20 de novembro de 2019 é celebrado o Dia da consciência negra, marcando
também o aniversário da morte de Zumbi dos Palmares, líder do quilombo que
bateu de frente com a escravidão, protegendo negros escravizados que fugiram. Como o mês é um mês especial para ser consciente sobre a negritude, gostaria de indicar uma HQ que merece ser lida por todos os
brasileiros, fruto da Maurício de Sousa Produções: Jeremias - Pele.
Esse material é de
autoria do Rafael Calça e também do Jefferson Costa, que procuram imprimir no
gibi a realidade em que vivemos, algo que acaba não sendo muito frequente nas
histórias convencionais da Turma da Mônica. Porém, esse novo "selo"
da Maurício de Souza produções procura um público mais velho, composto por
jovens e adultos. É como se fosse uma releitura do universo criado pelo
Maurício décadas atrás, e os autores que abraçam esse projeto procuram debater
questões do nosso cotidiano, e também investir em uma história feita para
aqueles que cresceram lendo os gibis, que se identificam com o ambiente em
questão. Em Pele, tudo funciona perfeitamente!
Como você já deve
ter percebido, essa obra discute o racismo em nossa sociedade, contada através
dos olhos inocentes do menino Jeremias (um dos personagens mais antigos do
Maurício de Souza, que compõe a 'Turma do Bermudão' tradicionalmente), que
passa a viver um dilema desconfortável, quando a professora de sua classe passa
um trabalho sobre profissões. Jerê, contra a sua vontade, fica com
"pedreiro", o que o entristece. Porém, não para por aí, visto que à
medida que a história avança, nos deparamos com o racismo enraizado, seja pelos
insultos dirigidos ao protagonista negro ou também uma presença mais
"velada" desse tema.
Em aspectos de
narrativa, Jeremias - Pele é o tipo de quadrinho que você não consegue parar de
ler, imediatamente se prendendo à história e sendo cativado pela força do
protagonista.
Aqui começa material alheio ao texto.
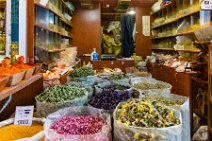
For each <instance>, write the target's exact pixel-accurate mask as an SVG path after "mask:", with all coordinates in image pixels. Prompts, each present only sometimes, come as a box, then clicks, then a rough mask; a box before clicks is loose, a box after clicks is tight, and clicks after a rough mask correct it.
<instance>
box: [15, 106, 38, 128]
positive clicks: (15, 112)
mask: <svg viewBox="0 0 212 141" xmlns="http://www.w3.org/2000/svg"><path fill="white" fill-rule="evenodd" d="M33 111H34V106H16V111H15V121H14V125H25V126H31V125H32V118H33Z"/></svg>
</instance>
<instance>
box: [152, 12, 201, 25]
mask: <svg viewBox="0 0 212 141" xmlns="http://www.w3.org/2000/svg"><path fill="white" fill-rule="evenodd" d="M197 12H200V9H198V10H195V11H192V12H190V13H187V14H184V15H182V16H179V17H177V18H175V19H173V20H170V21H168V22H164V23H162V24H160V25H156V26H152V29H155V28H158V27H161V26H164V25H167V24H170V23H173V22H176V21H178V20H179V19H182V18H185V17H187V16H190V15H193V14H195V13H197Z"/></svg>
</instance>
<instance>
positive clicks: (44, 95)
mask: <svg viewBox="0 0 212 141" xmlns="http://www.w3.org/2000/svg"><path fill="white" fill-rule="evenodd" d="M35 99H36V106H37V114H38V116H47V115H48V114H50V113H52V112H55V111H57V110H59V109H60V108H63V107H69V106H82V105H84V104H85V103H86V102H87V100H88V92H87V91H86V90H85V89H83V88H77V87H73V86H70V85H65V86H60V85H58V86H54V87H50V88H47V89H45V90H44V92H43V93H41V94H40V95H38V96H36V98H35Z"/></svg>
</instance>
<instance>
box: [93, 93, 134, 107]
mask: <svg viewBox="0 0 212 141" xmlns="http://www.w3.org/2000/svg"><path fill="white" fill-rule="evenodd" d="M129 98H131V96H130V93H129V92H128V91H115V90H113V89H103V90H102V92H100V93H97V94H95V95H94V96H93V97H92V98H91V100H90V101H89V104H90V105H91V106H93V107H95V108H99V109H104V110H113V109H115V108H116V106H117V105H118V104H119V103H120V102H123V101H126V100H127V99H129Z"/></svg>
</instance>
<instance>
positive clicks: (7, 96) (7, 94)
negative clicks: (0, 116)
mask: <svg viewBox="0 0 212 141" xmlns="http://www.w3.org/2000/svg"><path fill="white" fill-rule="evenodd" d="M42 77H43V76H42V75H41V74H37V75H35V76H32V77H31V78H29V79H28V80H24V81H22V82H20V83H19V84H18V85H16V86H13V87H6V88H4V89H3V90H2V91H0V101H1V100H4V99H6V98H7V97H9V96H11V95H13V94H15V93H17V92H18V91H20V90H22V89H23V88H25V87H27V86H29V85H30V84H32V83H33V82H35V81H37V80H38V79H41V78H42Z"/></svg>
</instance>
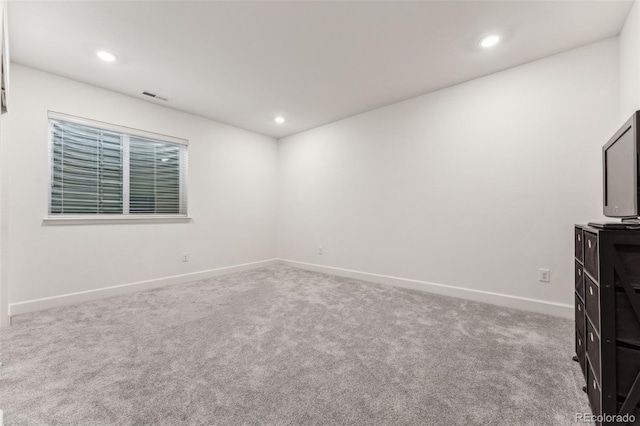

Eu particularmente, o li em um ônibus no meio de um
engarrafamento, voltando para casa após o trabalho, e fiquei fascinado por tudo
aquilo. Visto que a HQ aborda um tema tão sombrio herdado do período da
escravidão, impossível não se sentir perplexo com algumas situações. Nesse
contexto, tudo aquilo parece uma versão em quadrinhos do que vemos sempre no
noticiário, ou até mesmo de acontecimentos que em algum momento já presenciamos
em nossa rotina. E é isso que os autores querem: fazer boi acordar! Tudo aquilo
foi baseado em experiências reais de suas vidas, e de acordo com eles, com
pouca romantização.
A presença dos pais
de Jeremias, sempre atenciosos com o filho, também ilustra perfeitamente o
dilema de muitas famílias negras no Brasil, orientando o protagonista e o
ensinando como lidar com essa rotina destruidora. Os diálogos entre os pais são
o que mais evidenciam isso, visto que eles são fruto de uma geração anterior e
precisaram criar uma "casca" de forma dolorosa, temendo que o filho
sofra em uma sociedade que mudou (nesse caso, dependendo do ponto de vista, pra
pior). O fato é que, infelizmente, aprendemos a 'tolerar' certos absurdos, e
projetos como Pele servem para mostrar que precisamos discutir esses assuntos
mais do que nunca, promovendo o debate também com o público jovem, núcleo em
que se passa a história. É preciso atentar para certas questões que preferimos
ignorar no nosso cotidiano, algo que nos torna também culpados pela existência
dessa dívida histórica.
A conscientização
de que precisamos dialogar sobre o racismo é o que torna essa data tão
importante, mas esses debates não devem se limitar a apenas um único dia,
servindo como lembrete da resistência,
formada por Zumbi dos Palmares, que viveu durante o século XVII e inclusive faz
uma participação mais do que especial na história. Se eu mencionar como ele se
torna importante, embora seja algo evidente diante do que a narrativa propõe,
envolve entregar alguns spoilers, então basta dizer que é necessário fazer essa
conexão. Na minha opinião, Jeremias - Pele merece ser discutido em salas de
aula, estimulando o debate, e também entre as famílias brasileiras. A leitura é
indicada para crianças um pouco mais velhas, perto de entrar na
pré-adolescência, por conta de algumas situações que podem chocar bastante os
mais novos. No entanto, quem irá realmente ser fisgado é o público adolescente
e adulto, que a partir do momento em que terminar de ler a HQ, deve estar
atento a essas questões, compartilhando sempre a ideia.
Além desse tema tão
importante sendo alvo dessas discussões essenciais entre os leitores, que já
sensibilizam com a obra, temos também um trabalho de arte muito bem feito,
fugindo dos traços mais tradicionais nos gibis convencionais da turminha.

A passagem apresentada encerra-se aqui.